Tips from coaches for coaches!

We chatted to real coaches who are supporting teenage girls around Ireland from various sports, here are their take home messages!

How do you support teenage girls through the common challenges of pressure, mindset and a decreased motivation to stay involved?

  • Working out coping strategies and setting achievable goals with them. 
  • Enabling them to be able to talk about their feelings and pressures and supporting them in a safe space, while understanding their struggles.
  • You have to create an environment where it's okay to fail, even if they try something and it goes horribly wrong, you need to positively reinforce them because they tried, and focus on execution of skills in sessions.
  • Encourage and empower them to think about what defines them as a person outside of sport and how the traits they learn in sport can help develop them as leaders or coaches so that they can continue in the sport after active participation.

How do you support your female athletes through the changes of puberty?

  • By not being judgemental and giving them space and support.
  • Create an open environment where they can talk to you or another coach or team manager, if they are not comfortable talking to you.
  • Don’t forget to check in on their life outside of your sport, ask them how their other sports are going, how school is going, how their family/dog/cat are!

How do you involve the girls in training to give them input and ownership?

  • Include them in session plans, the organising of team building days and encourage them to share learnings with their team-mates and younger athletes.

How do you support your athletes during study / exam season?

  • Prior Planning is key! This includes communication with both parents and athletes.
  • Discuss training programmes and study schedules, allowing for training cycles to be adaptable so you can accommodate their physical and mental health e.g. dropping workloads when study priorities are high, while ensuring that they still feel involved and an important part of the team or squad.
  • Keep observing them and their demeanour to gauge if they are becoming overwhelmed.
  • Try to make sessions a bit more fun if possible during the hard study phase, avoid the complicated parts of the sport (complex plays, time trials etc), so they can switch off their brains and enjoy.

Tips for coaches whose teenage athletes have disengaged or are on the verge of dropping out from sport?

  • Communication channels must always be open!
  • Some teenagers play several sports and the time comes to decide on one, sometimes that’s not yours and you have to let them make that decision, if they pick your sport you have to work to make it worth their while.
  • Provide pathways to continue with a different focus, whether that’s staying in the sport just for fun and fitness or moving into coaching etc.
  • Never walk away with regrets!

Any other tips that you would like to share with your fellow coaches?

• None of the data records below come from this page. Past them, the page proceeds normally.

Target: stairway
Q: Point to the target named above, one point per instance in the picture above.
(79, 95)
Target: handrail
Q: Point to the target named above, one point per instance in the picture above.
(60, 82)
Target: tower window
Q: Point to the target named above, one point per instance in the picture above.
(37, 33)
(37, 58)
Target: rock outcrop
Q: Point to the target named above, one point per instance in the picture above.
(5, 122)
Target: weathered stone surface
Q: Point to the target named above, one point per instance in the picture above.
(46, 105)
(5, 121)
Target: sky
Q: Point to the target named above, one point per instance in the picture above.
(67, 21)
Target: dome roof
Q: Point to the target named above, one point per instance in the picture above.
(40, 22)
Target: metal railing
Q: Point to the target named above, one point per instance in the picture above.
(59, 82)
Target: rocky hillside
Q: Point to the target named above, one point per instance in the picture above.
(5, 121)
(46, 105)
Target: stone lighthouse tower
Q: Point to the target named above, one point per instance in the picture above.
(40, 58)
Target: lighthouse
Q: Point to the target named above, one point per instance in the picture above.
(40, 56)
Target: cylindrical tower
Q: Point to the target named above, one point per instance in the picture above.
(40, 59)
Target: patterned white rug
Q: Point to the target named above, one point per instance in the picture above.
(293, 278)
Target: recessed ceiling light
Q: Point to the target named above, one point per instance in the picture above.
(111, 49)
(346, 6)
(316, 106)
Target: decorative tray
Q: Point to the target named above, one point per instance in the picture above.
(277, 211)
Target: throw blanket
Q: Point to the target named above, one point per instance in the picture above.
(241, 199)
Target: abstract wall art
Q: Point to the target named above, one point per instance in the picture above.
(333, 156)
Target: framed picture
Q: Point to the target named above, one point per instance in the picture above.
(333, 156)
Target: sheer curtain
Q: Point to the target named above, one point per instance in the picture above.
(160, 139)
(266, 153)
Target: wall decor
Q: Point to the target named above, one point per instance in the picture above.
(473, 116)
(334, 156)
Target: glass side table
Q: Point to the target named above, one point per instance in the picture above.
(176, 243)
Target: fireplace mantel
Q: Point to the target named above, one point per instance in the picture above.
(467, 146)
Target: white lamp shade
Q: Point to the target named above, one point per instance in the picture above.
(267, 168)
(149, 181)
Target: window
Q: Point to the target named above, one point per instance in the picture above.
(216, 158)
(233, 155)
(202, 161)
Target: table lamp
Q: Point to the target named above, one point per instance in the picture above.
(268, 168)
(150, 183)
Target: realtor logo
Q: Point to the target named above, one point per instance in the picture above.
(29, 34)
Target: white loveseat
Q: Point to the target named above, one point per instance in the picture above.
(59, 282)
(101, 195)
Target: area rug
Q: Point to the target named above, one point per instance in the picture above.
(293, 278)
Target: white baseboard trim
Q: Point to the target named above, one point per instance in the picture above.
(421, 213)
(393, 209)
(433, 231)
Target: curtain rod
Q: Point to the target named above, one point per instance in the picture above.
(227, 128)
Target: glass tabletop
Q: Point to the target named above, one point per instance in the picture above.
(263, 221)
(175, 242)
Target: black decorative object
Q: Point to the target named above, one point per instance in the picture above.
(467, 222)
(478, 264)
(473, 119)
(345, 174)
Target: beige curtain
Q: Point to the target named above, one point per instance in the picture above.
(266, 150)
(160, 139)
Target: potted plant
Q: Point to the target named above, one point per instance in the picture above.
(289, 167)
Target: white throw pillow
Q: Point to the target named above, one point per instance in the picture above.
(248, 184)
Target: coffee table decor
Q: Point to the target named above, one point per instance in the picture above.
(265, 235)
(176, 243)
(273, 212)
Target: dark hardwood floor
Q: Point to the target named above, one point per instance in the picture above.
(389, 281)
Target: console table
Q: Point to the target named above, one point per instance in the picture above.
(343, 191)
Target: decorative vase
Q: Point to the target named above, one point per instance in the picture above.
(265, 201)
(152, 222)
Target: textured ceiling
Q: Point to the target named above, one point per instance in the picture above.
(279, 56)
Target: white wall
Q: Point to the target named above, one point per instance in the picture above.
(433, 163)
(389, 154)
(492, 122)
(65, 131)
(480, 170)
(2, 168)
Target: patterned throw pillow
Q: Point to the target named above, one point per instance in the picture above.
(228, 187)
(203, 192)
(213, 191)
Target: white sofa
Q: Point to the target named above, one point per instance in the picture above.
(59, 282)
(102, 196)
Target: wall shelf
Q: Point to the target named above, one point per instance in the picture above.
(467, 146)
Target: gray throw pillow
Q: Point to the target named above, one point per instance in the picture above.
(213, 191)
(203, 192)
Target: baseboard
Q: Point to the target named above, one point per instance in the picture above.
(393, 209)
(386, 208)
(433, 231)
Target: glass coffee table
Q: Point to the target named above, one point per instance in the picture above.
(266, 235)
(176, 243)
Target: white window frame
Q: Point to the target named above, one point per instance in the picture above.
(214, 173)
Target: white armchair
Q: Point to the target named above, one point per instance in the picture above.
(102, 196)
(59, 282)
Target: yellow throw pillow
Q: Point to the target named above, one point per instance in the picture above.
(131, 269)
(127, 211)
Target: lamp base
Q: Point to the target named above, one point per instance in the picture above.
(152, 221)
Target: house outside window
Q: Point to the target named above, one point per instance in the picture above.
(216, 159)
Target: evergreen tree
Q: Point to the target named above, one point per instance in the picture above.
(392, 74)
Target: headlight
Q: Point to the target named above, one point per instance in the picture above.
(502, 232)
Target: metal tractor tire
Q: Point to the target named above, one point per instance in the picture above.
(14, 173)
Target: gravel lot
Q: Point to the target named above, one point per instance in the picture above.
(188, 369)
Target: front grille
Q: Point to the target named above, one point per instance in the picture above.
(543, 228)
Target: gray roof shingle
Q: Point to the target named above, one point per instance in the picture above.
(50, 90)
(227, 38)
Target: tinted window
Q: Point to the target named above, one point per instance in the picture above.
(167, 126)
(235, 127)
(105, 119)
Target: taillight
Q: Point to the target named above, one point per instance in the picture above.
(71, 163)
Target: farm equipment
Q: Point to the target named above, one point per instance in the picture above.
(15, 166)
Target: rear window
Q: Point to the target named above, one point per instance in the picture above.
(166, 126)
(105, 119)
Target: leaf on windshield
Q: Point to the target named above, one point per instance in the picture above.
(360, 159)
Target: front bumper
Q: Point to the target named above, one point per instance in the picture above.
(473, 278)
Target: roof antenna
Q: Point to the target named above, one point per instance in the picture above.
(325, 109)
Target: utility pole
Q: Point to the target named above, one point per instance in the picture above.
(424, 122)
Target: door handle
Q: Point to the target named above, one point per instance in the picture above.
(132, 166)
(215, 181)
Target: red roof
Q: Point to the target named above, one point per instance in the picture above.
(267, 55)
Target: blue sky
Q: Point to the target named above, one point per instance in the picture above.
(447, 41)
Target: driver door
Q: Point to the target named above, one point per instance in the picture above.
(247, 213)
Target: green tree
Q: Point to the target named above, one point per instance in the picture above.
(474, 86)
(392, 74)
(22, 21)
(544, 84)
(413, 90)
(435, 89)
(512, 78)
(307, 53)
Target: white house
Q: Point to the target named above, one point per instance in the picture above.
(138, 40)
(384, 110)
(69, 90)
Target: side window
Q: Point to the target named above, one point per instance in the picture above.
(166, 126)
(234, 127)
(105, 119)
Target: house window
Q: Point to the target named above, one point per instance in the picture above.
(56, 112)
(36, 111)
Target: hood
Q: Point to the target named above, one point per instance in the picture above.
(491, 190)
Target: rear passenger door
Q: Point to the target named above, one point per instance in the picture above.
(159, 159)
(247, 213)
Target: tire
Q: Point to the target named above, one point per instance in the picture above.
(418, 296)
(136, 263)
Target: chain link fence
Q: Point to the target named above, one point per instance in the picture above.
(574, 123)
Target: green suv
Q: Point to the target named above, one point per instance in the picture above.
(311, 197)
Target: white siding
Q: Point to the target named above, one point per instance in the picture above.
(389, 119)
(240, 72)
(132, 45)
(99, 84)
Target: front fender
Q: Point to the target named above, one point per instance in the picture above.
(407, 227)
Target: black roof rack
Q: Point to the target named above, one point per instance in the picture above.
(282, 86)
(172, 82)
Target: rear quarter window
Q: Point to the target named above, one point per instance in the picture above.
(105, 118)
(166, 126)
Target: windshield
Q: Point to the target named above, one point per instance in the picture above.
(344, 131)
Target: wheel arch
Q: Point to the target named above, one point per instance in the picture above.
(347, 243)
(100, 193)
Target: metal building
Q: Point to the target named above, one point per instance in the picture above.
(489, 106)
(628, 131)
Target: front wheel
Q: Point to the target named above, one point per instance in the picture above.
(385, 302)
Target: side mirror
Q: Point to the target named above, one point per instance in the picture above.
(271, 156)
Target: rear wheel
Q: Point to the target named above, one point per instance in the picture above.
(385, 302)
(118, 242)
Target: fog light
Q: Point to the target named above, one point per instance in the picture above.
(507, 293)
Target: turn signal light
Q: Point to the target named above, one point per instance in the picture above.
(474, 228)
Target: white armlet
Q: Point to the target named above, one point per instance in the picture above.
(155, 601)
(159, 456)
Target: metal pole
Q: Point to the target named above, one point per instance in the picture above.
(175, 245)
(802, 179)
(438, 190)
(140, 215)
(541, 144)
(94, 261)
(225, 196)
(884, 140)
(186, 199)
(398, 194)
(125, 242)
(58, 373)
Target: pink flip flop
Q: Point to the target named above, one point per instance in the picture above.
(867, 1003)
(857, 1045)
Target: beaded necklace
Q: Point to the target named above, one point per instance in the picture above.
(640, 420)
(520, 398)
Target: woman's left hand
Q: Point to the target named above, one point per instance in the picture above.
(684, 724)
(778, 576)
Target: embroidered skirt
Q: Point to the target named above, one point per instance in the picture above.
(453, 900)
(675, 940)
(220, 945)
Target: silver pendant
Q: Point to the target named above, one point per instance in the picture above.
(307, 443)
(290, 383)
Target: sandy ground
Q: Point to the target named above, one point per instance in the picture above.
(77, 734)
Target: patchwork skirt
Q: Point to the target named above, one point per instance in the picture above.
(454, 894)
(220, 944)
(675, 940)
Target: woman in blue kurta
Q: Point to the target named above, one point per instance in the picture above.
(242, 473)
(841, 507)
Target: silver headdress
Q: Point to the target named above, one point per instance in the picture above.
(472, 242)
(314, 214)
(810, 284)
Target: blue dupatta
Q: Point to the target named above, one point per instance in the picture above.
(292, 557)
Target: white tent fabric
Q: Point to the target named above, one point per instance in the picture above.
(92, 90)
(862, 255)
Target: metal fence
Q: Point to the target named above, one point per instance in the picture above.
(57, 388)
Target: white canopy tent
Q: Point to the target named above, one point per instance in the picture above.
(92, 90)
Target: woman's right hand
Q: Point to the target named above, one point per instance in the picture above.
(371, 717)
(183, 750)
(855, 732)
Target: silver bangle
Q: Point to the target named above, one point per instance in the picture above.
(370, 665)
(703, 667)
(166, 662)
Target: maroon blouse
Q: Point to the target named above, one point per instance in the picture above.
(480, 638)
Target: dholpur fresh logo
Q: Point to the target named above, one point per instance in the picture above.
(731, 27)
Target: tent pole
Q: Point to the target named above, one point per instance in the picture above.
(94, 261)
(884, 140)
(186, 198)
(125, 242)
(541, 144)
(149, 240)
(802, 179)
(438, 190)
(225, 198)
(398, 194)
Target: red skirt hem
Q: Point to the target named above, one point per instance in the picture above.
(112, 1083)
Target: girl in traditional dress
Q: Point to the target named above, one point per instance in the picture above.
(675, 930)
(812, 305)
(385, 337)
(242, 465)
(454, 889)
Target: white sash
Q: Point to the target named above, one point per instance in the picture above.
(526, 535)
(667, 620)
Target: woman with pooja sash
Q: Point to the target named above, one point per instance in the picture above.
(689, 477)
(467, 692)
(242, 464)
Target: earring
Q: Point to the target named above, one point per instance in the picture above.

  • Teenage girls need to know it’s not all about winning, winning is great and we will always try to be competitive and win games or races, but if we don’t, we will learn something from a loss and there is always another game, another competition another year. 
  • Try not to get too frustrated with your athletes, allow them to become young adults. Sport is a pathway to a better life and the learnings you gain enable you to cope with all of life’s challenges and achievements.